The province says they saw 200 cases last year. They used to see an average of 20 per year.
Rates have really increased over the past three years and among different age groups, not just young people.
Medical Officer of Health Dr. Joss Reimer says they don’t have any data to say hook-up apps caused or help contribute to the outbreak.
But she says they do make it more difficult to track who may be infected when they only have a username.
“It’s been a big challenge for public health to do what we used to do very simply and just call someone up or show up at their house and talk to them about their risks and get them tested,” she said.
“We don’t know how to find people if all we have is a username, whereas what we used to have is an actual physical person at a physical location that we could go and talk to them.”
Reimer says syphilis can be difficult to recognize during the early stages. It starts as a painless sore, which is very contagious, but will often clear up without treatment. A second stage can cause a full-body rash, hair loss and swollen lymph nodes, which can also clear up without medication.
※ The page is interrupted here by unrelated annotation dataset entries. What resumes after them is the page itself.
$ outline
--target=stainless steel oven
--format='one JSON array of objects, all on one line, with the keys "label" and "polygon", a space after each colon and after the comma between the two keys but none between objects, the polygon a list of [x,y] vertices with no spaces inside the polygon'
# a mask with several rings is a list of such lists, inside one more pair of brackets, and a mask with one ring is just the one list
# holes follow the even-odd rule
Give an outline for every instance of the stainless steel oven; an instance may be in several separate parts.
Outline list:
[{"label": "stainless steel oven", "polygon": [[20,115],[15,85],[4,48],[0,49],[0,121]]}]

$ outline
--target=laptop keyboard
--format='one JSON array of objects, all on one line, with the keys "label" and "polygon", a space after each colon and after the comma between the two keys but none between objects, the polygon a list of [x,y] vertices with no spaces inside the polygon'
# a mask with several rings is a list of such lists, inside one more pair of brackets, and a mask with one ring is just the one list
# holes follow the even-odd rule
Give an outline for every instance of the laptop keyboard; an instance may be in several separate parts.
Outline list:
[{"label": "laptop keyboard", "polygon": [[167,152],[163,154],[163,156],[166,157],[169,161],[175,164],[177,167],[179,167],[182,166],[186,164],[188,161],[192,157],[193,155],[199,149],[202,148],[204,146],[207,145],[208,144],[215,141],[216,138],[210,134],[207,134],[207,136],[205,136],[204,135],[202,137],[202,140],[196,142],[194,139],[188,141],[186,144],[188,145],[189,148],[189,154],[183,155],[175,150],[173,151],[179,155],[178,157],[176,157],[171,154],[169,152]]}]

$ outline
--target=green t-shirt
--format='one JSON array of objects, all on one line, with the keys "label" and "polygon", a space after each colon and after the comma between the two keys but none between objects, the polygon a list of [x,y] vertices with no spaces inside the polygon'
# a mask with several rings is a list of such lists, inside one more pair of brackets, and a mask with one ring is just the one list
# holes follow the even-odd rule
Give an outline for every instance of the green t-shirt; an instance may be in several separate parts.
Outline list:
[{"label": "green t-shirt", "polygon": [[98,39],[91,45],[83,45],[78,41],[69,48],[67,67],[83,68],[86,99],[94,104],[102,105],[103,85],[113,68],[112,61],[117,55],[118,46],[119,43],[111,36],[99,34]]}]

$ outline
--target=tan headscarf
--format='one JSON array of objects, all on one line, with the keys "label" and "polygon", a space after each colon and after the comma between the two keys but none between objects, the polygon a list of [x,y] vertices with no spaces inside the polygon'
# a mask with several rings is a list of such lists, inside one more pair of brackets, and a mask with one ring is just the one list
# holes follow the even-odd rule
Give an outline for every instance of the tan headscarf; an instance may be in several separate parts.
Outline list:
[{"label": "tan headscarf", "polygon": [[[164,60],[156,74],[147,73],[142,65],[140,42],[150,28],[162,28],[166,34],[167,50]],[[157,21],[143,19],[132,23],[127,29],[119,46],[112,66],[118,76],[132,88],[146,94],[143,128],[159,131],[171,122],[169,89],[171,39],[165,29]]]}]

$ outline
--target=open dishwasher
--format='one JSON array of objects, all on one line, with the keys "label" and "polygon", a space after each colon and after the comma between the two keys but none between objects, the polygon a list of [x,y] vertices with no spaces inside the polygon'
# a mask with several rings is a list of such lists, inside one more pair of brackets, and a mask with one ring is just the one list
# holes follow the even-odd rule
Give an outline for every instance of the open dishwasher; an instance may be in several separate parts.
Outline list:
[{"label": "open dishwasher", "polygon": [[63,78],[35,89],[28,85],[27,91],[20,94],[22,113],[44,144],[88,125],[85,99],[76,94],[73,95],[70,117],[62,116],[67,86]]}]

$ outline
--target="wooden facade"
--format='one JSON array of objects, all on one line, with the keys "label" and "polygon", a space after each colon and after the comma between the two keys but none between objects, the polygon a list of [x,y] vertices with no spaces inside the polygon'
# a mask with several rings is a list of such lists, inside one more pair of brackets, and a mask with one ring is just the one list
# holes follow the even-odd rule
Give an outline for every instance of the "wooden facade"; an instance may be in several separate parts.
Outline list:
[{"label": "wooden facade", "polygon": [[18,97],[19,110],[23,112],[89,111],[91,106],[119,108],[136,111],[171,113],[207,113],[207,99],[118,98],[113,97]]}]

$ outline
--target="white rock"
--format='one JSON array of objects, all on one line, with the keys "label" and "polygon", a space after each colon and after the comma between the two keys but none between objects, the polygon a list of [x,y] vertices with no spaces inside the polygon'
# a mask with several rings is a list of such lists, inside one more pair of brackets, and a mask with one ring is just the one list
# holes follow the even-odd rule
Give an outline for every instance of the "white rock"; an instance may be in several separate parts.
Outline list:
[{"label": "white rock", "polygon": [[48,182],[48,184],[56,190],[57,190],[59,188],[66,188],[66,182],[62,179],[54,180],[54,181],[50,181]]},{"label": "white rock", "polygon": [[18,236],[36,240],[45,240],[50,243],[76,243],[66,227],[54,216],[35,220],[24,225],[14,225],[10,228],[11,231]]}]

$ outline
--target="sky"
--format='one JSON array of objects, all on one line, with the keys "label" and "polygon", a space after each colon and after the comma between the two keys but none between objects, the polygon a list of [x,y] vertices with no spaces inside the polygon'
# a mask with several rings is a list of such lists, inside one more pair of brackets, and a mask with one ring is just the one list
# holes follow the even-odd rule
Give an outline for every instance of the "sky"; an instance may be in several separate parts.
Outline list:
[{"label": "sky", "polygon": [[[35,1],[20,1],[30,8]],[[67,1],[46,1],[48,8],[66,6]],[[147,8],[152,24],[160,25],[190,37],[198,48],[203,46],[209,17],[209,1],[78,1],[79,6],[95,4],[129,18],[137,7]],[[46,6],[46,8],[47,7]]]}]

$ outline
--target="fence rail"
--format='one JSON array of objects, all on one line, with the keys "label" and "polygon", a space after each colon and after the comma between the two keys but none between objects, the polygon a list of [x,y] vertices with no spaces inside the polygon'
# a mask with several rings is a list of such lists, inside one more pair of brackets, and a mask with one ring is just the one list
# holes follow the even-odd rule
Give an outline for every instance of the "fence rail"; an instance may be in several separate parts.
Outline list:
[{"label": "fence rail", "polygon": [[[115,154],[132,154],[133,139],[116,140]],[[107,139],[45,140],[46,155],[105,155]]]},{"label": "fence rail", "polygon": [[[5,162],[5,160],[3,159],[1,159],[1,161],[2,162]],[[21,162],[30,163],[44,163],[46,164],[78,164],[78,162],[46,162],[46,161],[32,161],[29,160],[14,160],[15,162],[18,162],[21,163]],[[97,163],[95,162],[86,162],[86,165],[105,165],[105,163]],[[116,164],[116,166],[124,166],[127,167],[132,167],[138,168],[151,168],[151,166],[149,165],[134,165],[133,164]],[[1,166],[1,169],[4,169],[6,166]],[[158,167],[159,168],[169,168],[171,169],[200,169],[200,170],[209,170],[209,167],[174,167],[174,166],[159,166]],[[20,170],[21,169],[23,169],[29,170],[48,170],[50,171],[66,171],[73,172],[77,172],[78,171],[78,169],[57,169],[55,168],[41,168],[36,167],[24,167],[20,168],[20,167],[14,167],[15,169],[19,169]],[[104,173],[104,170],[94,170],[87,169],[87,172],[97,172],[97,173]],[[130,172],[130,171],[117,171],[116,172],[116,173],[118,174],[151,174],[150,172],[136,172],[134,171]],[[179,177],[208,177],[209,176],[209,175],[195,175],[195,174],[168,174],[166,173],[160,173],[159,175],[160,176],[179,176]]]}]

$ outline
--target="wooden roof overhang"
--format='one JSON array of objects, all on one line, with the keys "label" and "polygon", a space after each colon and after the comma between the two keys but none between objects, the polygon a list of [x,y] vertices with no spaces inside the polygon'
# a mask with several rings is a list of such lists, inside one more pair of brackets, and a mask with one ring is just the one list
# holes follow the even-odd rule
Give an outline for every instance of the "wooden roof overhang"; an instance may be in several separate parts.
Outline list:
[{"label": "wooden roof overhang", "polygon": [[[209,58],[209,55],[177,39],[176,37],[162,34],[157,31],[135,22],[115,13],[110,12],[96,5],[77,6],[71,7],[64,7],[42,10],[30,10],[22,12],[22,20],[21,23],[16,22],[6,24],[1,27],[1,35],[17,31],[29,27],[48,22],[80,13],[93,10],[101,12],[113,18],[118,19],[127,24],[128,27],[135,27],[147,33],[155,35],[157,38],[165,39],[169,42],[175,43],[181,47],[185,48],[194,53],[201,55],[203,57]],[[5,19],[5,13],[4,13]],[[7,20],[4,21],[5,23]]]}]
“What we really worry about is 10, 20 years down the line you can have heart damage. Even more than that, we worry about a pregnant women getting syphilis because it can do damage to a fetus as a fetus is growing. It can cause lifelong complications or even death,” Reimer said.
Manitoba is also experiencing a shortage of Bicillin, one of the most common drugs used to treat syphilis. Reimer says an increase in demand and a shortage in supply are to blame.